PRESIDENT Muhammadu Buhari on Monday, July 27, said he would not make persons who would compromise and those who are being hostage as ministers.

“We will try as much as possible to avoid appointing hostages; by this, I mean people who have been in the system but compromised their personal and professional integrity,” Buhari said this on Good Morning Nigeria, a live programme, on the Nigerian Television Authority, NTA.

He said the country needed very patriotic, knowledgeable, experienced, hard-working and committed Nigerians, who would be willing to work with to realise his dream of repositioning the country.

The president said a lot of institutions in Nigeria were compromised, saying the situation had “everybody for himself and God for all of us,” describing the current development as most “unfortunate”.

Thus, Buhari said: “It is as though everybody seems to be working for himself on how much they could get away with as soon as possible. We have to look for technocrats and politicians. We have to look out for decent people in this class to give them the responsibility of being in charge of ministries and important parastatals.

“It is taking so much time (to appoint ministers) because a number of knowledgeable people have been compromised.

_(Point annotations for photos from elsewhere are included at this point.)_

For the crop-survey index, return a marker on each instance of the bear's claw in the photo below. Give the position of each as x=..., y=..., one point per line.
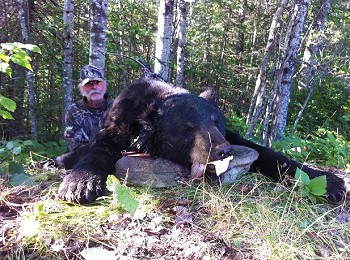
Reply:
x=82, y=188
x=336, y=190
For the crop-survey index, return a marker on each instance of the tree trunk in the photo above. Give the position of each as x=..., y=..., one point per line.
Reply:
x=163, y=41
x=98, y=26
x=257, y=103
x=286, y=71
x=181, y=44
x=315, y=41
x=29, y=74
x=67, y=66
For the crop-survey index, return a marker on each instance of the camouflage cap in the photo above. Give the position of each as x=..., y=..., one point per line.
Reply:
x=89, y=73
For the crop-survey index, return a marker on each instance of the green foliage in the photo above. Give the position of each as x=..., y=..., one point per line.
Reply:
x=313, y=189
x=237, y=124
x=15, y=52
x=122, y=194
x=324, y=146
x=7, y=104
x=23, y=151
x=17, y=153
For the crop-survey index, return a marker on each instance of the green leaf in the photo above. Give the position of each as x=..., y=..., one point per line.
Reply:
x=4, y=57
x=9, y=145
x=123, y=194
x=8, y=46
x=302, y=176
x=18, y=179
x=22, y=62
x=7, y=103
x=5, y=68
x=15, y=168
x=318, y=185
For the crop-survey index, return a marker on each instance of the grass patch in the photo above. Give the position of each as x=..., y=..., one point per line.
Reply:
x=251, y=219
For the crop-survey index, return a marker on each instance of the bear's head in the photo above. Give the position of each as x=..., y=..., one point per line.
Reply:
x=186, y=129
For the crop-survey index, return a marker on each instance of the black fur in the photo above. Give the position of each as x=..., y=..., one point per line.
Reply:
x=155, y=117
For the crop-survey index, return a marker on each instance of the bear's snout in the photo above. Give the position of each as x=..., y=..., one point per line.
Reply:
x=223, y=151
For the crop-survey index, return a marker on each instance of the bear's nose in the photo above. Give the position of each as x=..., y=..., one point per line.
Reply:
x=223, y=151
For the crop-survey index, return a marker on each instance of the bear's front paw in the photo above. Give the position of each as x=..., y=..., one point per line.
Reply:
x=81, y=187
x=336, y=190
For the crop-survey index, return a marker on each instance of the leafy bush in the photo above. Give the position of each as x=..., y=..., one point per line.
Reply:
x=325, y=147
x=22, y=151
x=17, y=153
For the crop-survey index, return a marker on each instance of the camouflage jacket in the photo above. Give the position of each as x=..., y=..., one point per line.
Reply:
x=82, y=122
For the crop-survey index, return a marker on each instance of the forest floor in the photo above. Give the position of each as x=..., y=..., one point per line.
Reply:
x=250, y=219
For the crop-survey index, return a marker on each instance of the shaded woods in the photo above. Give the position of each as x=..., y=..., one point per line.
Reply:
x=275, y=64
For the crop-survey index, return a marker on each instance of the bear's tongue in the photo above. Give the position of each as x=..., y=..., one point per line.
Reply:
x=197, y=170
x=219, y=166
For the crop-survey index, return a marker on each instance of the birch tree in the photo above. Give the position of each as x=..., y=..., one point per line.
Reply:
x=315, y=40
x=286, y=71
x=67, y=64
x=163, y=39
x=257, y=103
x=181, y=43
x=29, y=74
x=98, y=27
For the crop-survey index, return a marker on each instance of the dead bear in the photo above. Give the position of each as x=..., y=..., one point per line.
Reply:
x=169, y=122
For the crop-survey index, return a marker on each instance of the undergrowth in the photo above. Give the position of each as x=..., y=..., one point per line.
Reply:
x=251, y=219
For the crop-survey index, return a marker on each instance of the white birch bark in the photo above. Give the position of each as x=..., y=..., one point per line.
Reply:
x=287, y=68
x=181, y=44
x=98, y=27
x=314, y=43
x=29, y=74
x=256, y=108
x=163, y=41
x=67, y=63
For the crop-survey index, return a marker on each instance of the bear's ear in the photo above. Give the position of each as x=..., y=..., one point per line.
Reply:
x=210, y=95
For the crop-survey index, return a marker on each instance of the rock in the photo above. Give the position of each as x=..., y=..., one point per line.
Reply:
x=142, y=169
x=243, y=157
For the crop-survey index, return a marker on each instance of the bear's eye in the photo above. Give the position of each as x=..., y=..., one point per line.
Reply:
x=189, y=127
x=215, y=121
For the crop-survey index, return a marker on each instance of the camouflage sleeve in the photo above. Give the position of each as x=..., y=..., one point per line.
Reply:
x=74, y=133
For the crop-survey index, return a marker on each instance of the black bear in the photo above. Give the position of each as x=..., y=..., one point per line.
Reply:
x=165, y=121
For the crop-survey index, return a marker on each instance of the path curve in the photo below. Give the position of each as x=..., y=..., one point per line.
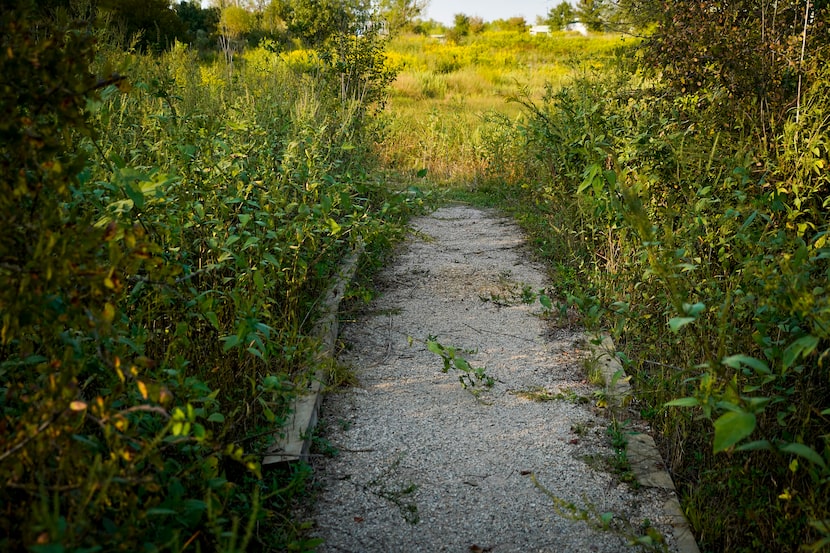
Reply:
x=425, y=465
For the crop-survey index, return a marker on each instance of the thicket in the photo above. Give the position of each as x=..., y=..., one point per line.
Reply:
x=168, y=229
x=683, y=196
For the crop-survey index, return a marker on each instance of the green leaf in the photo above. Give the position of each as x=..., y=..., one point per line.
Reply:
x=756, y=445
x=135, y=195
x=683, y=402
x=160, y=511
x=230, y=342
x=435, y=347
x=212, y=319
x=334, y=226
x=803, y=347
x=693, y=310
x=676, y=323
x=804, y=451
x=462, y=364
x=731, y=428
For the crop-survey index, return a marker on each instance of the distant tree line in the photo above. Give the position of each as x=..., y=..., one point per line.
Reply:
x=154, y=25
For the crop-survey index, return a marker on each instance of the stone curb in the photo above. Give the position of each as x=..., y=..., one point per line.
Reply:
x=293, y=442
x=642, y=452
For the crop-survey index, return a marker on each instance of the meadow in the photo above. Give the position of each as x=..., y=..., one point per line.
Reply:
x=448, y=106
x=173, y=218
x=688, y=220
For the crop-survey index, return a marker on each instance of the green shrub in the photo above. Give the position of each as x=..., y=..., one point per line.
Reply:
x=167, y=236
x=706, y=253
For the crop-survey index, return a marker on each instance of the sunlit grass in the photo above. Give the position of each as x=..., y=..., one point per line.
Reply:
x=446, y=95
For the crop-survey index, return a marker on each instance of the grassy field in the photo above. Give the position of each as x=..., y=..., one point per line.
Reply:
x=449, y=103
x=691, y=225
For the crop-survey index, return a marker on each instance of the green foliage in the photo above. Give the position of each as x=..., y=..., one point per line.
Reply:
x=560, y=16
x=152, y=23
x=756, y=52
x=591, y=13
x=705, y=250
x=468, y=376
x=313, y=22
x=167, y=237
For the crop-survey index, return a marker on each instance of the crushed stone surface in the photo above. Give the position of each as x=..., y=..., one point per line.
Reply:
x=424, y=464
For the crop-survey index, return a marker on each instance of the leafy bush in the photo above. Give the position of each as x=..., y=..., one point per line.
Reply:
x=706, y=251
x=165, y=245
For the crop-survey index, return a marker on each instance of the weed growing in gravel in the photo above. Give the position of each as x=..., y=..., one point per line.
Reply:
x=469, y=376
x=619, y=462
x=643, y=536
x=541, y=394
x=396, y=493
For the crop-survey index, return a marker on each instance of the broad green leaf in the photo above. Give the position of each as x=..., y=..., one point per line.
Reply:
x=676, y=323
x=731, y=428
x=755, y=446
x=435, y=347
x=230, y=342
x=334, y=226
x=683, y=402
x=804, y=451
x=802, y=347
x=693, y=310
x=136, y=196
x=212, y=319
x=160, y=511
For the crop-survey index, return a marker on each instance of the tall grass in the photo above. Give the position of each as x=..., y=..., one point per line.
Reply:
x=445, y=102
x=704, y=251
x=171, y=228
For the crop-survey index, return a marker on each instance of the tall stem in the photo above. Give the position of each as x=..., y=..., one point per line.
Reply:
x=801, y=61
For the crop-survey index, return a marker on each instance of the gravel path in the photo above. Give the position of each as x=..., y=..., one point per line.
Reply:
x=426, y=465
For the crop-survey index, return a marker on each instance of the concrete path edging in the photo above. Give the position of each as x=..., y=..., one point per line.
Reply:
x=293, y=442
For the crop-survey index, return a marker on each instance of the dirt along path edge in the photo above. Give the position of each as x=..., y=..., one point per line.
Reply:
x=463, y=479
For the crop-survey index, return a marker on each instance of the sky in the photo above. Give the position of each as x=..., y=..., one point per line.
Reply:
x=488, y=10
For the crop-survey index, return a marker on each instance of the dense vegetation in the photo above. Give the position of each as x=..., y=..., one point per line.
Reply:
x=175, y=201
x=168, y=228
x=680, y=191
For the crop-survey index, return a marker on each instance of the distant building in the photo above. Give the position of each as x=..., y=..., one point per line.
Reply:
x=577, y=27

They have been compromised by people who will like to depend on them to damage our economy and security; a lot of them have been compromised…

“This is what we are trying to avoid and I assure you that so much damage has been done to Nigeria. We cannot rush to give this responsibility to people that have unfortunately been compromised.

“This is because there is no way you can effectively supervise, let’s say 20 ministries, you have to give it to people you trust and you allow them to perform according to the Constitution of the country. If you appoint compromised people, then we will be back to square one and Nigeria will be the loser.”

On corruption, Buhari regretted that crude oil theft that characterised past governments was still thriving under his government. He described as monumental fraud the kind of crude oil theft going on even under his watch.

He, however, expressed the confidence that some developed countries would assist Nigeria to identify and repatriate looted funds.

“We have got the cooperation of some of the countries that are the destinations of our crude and we are discussing with them. We have to maintain high confidentiality so that we don’t risk some of the people in Nigeria that are helping us to trace the destinations of this stolen crude and then the accounts where the proceeds are being paid instead of the Federal Government account.

“I don’t think the NNPC knows how many accounts are there in which payments are made on Nigerian crude. The monumental fraud has been going on for a number of years; a lot of Nigerians cannot comprehend it.”